Auron MacIntyre went live on X on Friday, Sept. 19. His monologue included the statement, “If you are almost religiously dedicated to mutilating children as a rite of passage for your political movement, then I can’t really debate your political movement with you any more.”
MacIntyre is correct. There is a fundamental divide. It’s religious in nature, by default of expressed intent. This divide will be sorted out, at least in part, with the help of ostensibly secular AI. The question remains, however: How much of the problem, the identitarian political violence and its ecology, which is about to be prosecuted, actually stems from or relates back to the same digital technology that will used in prosecution?
Some would doubt the legitimacy of this odd central role taken up by, or granted to, the transgender phenomenon. It may be no coincidence. It may be that the phenomenon itself is, in part, related very closely to the designs and aggressive expansion of digital technologies themselves. The relationships between transgenderism and transhumanism — between the cellular hive-like construction of the internet chat spaces and the disembodied solitariness of the online social interactions — are recursive, mutually reinforcing. There are loops between the human and his technological inventions that are not well enough understood.
What links trans, Antifa, and ex-special forces?
As AI steps onto the domestic counterterrorism scene, consider that Antifa has within its ranks several high-level, former special operations actors. Highly reliable sources within the special operations forces community have confided to this author the high probability of Antifa access to support, training, and supervision from high-level former SOF personnel.
Several ex-SOF operators have famously self-identified as transgender either while serving or after separating from the military. Special operations is known to be very plugged in and tech-capable. Whatever the depth or oddity of the coalition, be assured that these actors understand counternarrative, sacrifice, subterfuge, and misdirection, to say nothing of kinetic action. They will allocate human resources as or more ruthlessly than any soulless corporation.
The human mind today (forget about the AI substitute) is so mind-bombed and under so many psyops that it is severely ill equipped to manage holistic environments. Binary circuit construction seems to force binary, computational, linear thinking.
If transgenderism is, in fact, somehow or other, directly tied to the dangerously warping dynamics of technology, what will be the nature of that interaction going forward? We don’t know yet. The emerging scenario is the type of hyper-dynamic environment created in fifth-generation-type multi-actor conflicts.

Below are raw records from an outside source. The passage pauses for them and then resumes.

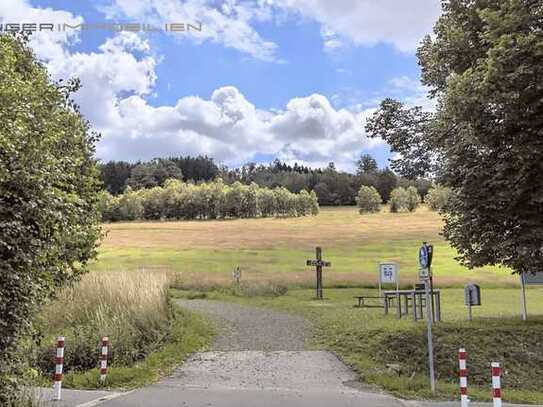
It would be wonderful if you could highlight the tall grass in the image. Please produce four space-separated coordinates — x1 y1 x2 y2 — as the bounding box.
36 271 173 373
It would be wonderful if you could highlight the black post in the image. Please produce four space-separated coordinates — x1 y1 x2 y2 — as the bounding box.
315 247 322 300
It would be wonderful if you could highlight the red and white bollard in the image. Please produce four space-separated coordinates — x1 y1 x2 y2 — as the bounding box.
491 362 502 407
458 348 469 407
100 336 109 382
53 336 64 400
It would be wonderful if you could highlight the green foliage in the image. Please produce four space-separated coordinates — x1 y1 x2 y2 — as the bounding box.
62 307 214 389
0 35 101 406
126 158 183 189
367 0 543 273
406 186 421 212
356 154 378 175
356 185 383 213
100 179 319 222
424 184 452 211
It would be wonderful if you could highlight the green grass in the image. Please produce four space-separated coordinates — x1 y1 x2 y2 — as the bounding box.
92 207 518 287
59 309 214 390
173 288 543 403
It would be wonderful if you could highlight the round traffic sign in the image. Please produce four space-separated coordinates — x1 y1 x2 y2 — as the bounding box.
419 245 429 268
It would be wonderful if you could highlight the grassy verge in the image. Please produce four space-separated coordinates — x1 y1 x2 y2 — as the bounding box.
64 309 213 390
32 272 212 389
174 288 543 404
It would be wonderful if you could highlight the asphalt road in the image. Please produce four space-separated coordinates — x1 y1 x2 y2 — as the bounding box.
40 300 540 407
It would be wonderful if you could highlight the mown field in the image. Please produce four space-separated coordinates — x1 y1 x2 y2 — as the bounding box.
92 207 518 287
172 287 543 404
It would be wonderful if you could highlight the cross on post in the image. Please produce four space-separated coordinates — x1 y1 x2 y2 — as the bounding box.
306 247 332 300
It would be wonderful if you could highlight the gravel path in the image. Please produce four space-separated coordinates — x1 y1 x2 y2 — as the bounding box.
176 300 311 351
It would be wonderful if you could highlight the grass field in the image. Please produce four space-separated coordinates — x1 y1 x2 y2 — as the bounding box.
92 207 517 287
172 288 543 404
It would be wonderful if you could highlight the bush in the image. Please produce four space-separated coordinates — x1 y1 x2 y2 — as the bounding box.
406 187 421 212
389 187 410 213
356 185 382 213
0 34 101 406
425 185 452 211
99 179 319 222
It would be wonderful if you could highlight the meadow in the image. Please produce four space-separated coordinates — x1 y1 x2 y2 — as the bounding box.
172 287 543 404
92 206 518 287
43 206 543 403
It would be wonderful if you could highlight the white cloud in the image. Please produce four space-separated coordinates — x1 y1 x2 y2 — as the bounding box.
274 0 440 52
0 0 381 169
98 86 381 169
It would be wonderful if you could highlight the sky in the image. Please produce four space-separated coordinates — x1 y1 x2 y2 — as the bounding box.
0 0 440 171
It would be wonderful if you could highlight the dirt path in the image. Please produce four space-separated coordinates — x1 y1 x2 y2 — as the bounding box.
176 300 311 351
46 300 540 407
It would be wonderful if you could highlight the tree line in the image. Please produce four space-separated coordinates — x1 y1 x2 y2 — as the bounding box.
100 154 431 206
100 178 319 222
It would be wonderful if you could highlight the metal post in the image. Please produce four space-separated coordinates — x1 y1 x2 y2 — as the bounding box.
315 247 322 300
428 267 436 322
411 292 417 321
396 291 402 319
520 273 528 321
435 290 441 322
424 280 436 393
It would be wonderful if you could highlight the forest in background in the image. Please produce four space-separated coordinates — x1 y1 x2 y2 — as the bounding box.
100 154 432 206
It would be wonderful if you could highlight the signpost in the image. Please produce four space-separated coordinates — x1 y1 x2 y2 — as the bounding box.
419 242 436 393
232 267 241 286
306 247 332 300
464 284 481 321
379 263 400 297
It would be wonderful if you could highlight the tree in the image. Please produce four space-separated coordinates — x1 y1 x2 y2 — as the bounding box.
0 35 101 406
389 187 409 213
100 161 133 195
356 185 382 213
425 185 451 211
375 168 398 202
126 158 183 189
367 0 543 273
356 154 378 175
406 186 421 212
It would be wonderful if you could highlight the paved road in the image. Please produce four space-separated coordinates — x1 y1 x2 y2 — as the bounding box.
43 300 543 407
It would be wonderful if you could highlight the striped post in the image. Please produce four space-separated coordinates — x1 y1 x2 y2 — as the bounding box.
100 336 109 382
53 336 64 400
491 362 502 407
458 348 469 407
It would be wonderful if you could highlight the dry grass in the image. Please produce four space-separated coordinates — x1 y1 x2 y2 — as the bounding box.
93 206 518 287
104 207 443 249
36 271 171 372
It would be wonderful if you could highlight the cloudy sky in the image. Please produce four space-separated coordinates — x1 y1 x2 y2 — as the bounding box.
0 0 440 170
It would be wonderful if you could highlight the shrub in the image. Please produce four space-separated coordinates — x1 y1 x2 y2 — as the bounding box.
100 179 319 221
0 34 101 406
425 185 452 211
356 185 382 213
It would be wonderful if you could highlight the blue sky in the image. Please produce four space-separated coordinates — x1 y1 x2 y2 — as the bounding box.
0 0 439 170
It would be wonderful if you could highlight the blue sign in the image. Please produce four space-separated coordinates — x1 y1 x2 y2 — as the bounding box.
419 245 430 269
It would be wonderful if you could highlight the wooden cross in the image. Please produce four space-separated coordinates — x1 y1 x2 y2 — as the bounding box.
307 247 332 300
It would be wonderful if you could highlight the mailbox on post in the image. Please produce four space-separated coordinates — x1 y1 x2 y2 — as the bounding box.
464 284 481 321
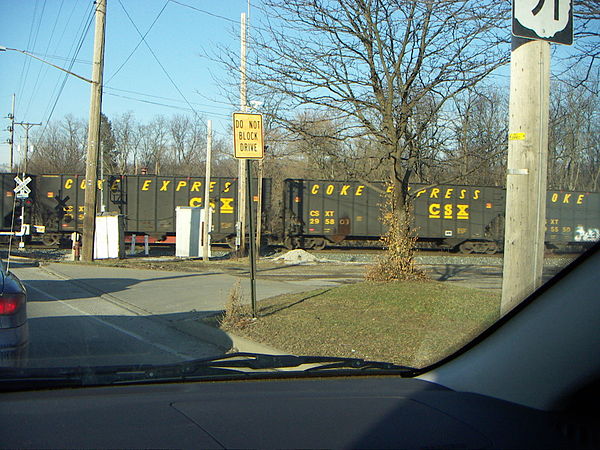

Likely we will see, by default, an even greater and more explicit dependence on — and a giving over of power to — artificial intelligence. It will be easy to accept such moves as the human responsibility for justice decisions, always contested and imperfect, becomes more easily externalized.
The sheer volume of subdivisions and clique-making available to the cyber-individual, and the multitude of digitally sequestered spaces (chat rooms, forums, comms apps) enabling those moves, has grown so vast as to surpass the powers of human analysis. Investigation without AI would lag years behind the action curve of terrorism, while the unraveling and decoding of financial networks in support of now-designated terror groups is probably only possible with an entity native to those cyber networks.
We’ve entered the era of digital domestic counterterrorism. So has AI — and those who wield it most powerfully.